The UC Office of the President said Tuesday that the University of California – as a public university system – has its own policies that will not be affected by the ruling. The current policy provides guidance for employees to “blow the whistle” on “improper governmental activities” and for whistleblowers to file and address complaints.
However, if the UC ever did take a whistleblower to court, it could now potentially lean on the new federal standard, which supersedes the university’s own internal policies.
The loss of protection for whistleblowers against retaliation is particularly disconcerting given the recently uncovered scandals at the UC: executive compensation, UCLA’s willed body program, UC Irvine’s liver transplant program, mismanagement at the Los Alamos National Laboratory, and improper hiring practices by former UC Provost MRC Greenwood.
The UC has demonstrated that it is far from a perfect system.

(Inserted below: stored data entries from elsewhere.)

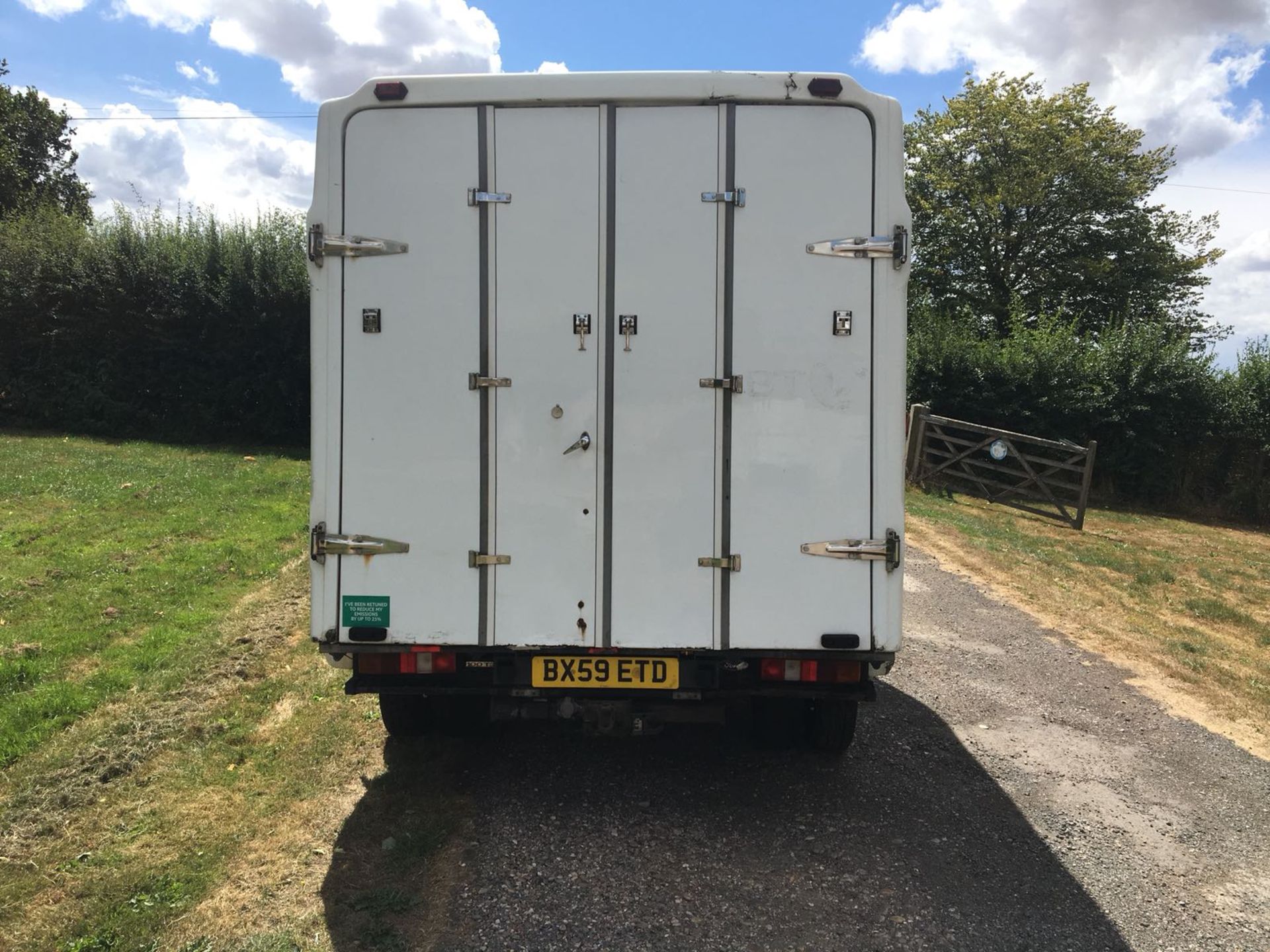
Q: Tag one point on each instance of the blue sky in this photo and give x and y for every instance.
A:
(1189, 74)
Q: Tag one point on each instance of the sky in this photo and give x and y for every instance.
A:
(212, 102)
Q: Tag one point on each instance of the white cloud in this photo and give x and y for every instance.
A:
(235, 164)
(198, 71)
(1254, 252)
(329, 48)
(1169, 66)
(55, 8)
(1240, 294)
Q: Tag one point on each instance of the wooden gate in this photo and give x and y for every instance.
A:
(1047, 477)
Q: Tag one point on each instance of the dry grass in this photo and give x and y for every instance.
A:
(1185, 606)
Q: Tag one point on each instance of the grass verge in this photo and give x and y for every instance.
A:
(114, 557)
(1185, 604)
(229, 799)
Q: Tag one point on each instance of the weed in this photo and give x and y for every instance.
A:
(1154, 575)
(1214, 610)
(378, 902)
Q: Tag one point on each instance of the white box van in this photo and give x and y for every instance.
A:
(609, 397)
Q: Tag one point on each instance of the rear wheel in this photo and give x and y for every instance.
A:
(832, 725)
(407, 715)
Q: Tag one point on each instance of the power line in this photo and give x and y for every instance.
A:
(189, 118)
(1217, 188)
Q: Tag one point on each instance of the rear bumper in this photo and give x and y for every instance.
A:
(704, 676)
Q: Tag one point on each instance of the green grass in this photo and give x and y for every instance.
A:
(1188, 600)
(172, 766)
(116, 557)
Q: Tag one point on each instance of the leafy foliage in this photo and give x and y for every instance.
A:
(37, 164)
(1174, 430)
(1040, 202)
(187, 329)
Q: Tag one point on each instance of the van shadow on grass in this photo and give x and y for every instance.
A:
(694, 841)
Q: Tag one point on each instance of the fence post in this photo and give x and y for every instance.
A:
(916, 434)
(1090, 452)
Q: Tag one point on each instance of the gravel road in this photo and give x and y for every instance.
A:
(1009, 791)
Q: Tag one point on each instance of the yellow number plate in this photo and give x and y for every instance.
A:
(588, 672)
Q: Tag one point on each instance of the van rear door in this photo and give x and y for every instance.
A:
(411, 427)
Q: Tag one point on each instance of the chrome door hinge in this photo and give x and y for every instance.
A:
(349, 245)
(894, 247)
(730, 563)
(867, 549)
(476, 197)
(736, 383)
(737, 198)
(476, 381)
(321, 545)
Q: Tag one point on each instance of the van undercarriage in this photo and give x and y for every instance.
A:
(785, 699)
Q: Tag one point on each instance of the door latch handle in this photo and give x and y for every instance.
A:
(583, 442)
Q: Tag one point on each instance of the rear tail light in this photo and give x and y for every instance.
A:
(427, 662)
(794, 669)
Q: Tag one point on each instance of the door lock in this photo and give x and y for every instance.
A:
(582, 328)
(583, 442)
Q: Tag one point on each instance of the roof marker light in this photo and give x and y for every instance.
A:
(390, 91)
(825, 88)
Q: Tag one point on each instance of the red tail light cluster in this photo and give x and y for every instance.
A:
(425, 659)
(824, 672)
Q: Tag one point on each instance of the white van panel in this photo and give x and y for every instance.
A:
(411, 446)
(663, 420)
(800, 440)
(546, 266)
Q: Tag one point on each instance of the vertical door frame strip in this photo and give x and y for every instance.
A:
(484, 116)
(730, 211)
(609, 205)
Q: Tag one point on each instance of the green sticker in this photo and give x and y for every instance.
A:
(370, 611)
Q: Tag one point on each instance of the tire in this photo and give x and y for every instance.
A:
(778, 723)
(407, 715)
(832, 725)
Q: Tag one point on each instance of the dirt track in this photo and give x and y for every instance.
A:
(1009, 791)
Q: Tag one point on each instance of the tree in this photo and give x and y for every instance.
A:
(37, 163)
(1043, 204)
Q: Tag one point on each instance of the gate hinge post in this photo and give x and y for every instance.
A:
(321, 244)
(736, 383)
(476, 381)
(730, 563)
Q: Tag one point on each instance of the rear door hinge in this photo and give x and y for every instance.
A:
(737, 198)
(736, 383)
(349, 245)
(321, 545)
(476, 381)
(730, 563)
(894, 247)
(865, 549)
(476, 197)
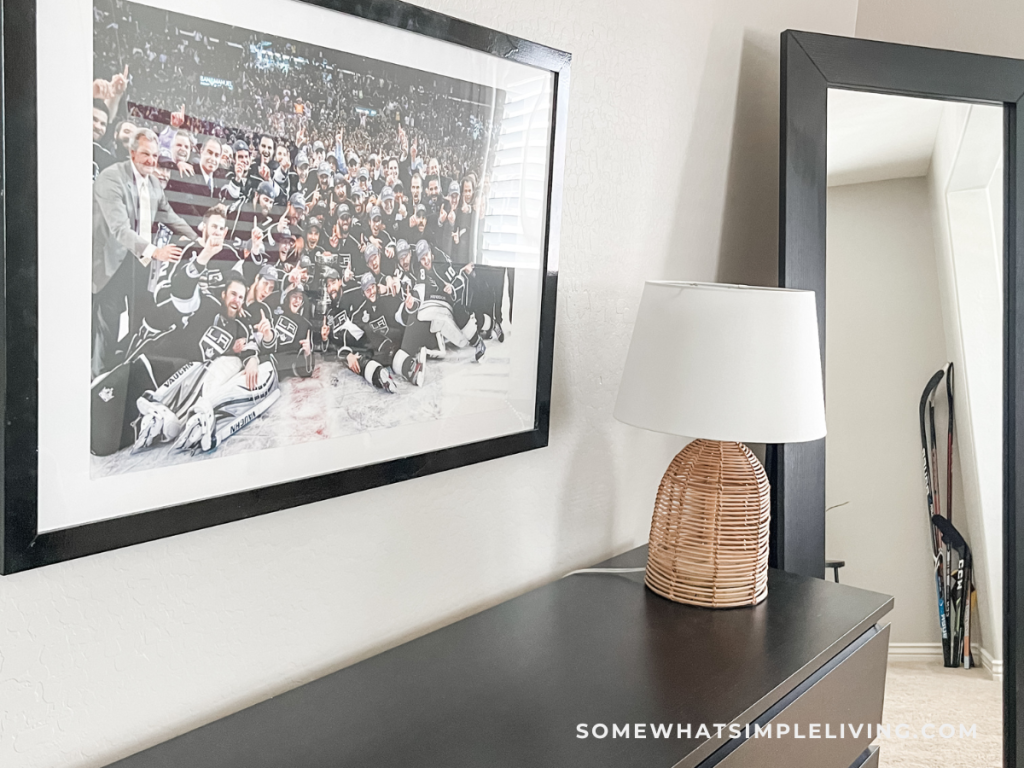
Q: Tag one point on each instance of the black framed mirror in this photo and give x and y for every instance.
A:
(812, 68)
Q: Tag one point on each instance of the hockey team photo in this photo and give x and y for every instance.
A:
(293, 244)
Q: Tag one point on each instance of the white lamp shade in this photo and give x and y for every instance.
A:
(724, 363)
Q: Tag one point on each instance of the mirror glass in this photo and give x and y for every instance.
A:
(913, 284)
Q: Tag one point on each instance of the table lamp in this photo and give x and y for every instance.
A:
(724, 365)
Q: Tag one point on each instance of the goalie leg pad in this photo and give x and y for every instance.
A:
(443, 324)
(181, 389)
(224, 410)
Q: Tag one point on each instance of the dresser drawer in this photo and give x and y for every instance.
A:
(849, 689)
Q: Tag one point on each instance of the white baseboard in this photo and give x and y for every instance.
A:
(914, 651)
(994, 666)
(933, 652)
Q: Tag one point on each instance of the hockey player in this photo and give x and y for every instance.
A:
(385, 341)
(212, 380)
(293, 335)
(221, 264)
(379, 236)
(344, 244)
(440, 289)
(337, 332)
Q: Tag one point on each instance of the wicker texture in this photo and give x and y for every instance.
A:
(709, 538)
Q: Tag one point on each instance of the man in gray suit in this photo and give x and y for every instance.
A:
(127, 202)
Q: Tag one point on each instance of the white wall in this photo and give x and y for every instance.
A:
(980, 26)
(884, 341)
(966, 196)
(102, 656)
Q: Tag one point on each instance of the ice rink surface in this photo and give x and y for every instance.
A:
(336, 402)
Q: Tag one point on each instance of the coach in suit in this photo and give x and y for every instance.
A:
(127, 202)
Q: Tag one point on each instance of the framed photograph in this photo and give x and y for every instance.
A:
(309, 248)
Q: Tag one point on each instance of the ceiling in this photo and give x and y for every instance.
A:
(872, 137)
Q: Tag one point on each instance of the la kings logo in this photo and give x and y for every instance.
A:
(286, 330)
(214, 342)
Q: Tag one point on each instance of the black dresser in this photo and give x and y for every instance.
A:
(589, 671)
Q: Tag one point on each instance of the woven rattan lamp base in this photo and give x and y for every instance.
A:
(709, 538)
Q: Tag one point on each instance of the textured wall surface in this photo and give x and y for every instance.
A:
(107, 655)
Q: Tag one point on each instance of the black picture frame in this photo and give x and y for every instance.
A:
(22, 546)
(811, 65)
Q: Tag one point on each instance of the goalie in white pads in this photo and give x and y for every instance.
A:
(440, 288)
(222, 385)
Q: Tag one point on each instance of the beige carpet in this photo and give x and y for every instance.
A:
(923, 692)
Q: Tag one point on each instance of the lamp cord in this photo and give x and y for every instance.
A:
(605, 570)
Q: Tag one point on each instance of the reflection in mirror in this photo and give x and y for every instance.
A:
(913, 280)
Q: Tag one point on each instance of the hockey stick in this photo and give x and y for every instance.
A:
(949, 443)
(947, 570)
(926, 397)
(952, 539)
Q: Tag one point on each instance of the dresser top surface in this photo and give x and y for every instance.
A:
(510, 685)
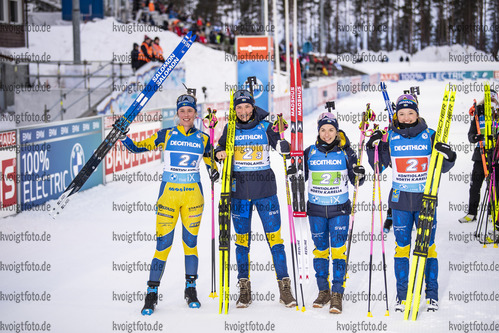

Now, Tuesday’s ruling may allow it to fire or demote any employees who bring misconduct to light and is protected from retaliatory legal action from whistleblowers.
The ruling also fails to clearly differentiate between when a public employee is acting within the course of their official duties and when they are acting as ordinary citizens, speaking out on a matter of public concern.
The Supreme Court does uphold the right to free speech for the latter, but does not show where the line is drawn or when whistleblowers have the necessary protection and when they do not.
In a dissenting opinion, Justice Stephen Breyer suggested that the ruling could have the “perverse” incentive for public employees to speak out publicly and to the media, acting as concerned citizens, rather than taking matters to their superiors where they are now afforded no job protection. And if that’s what happens, then so be it.
But there are plenty of cases of bureaucratic inefficiency that can be solved internally and do not warrant a media circus.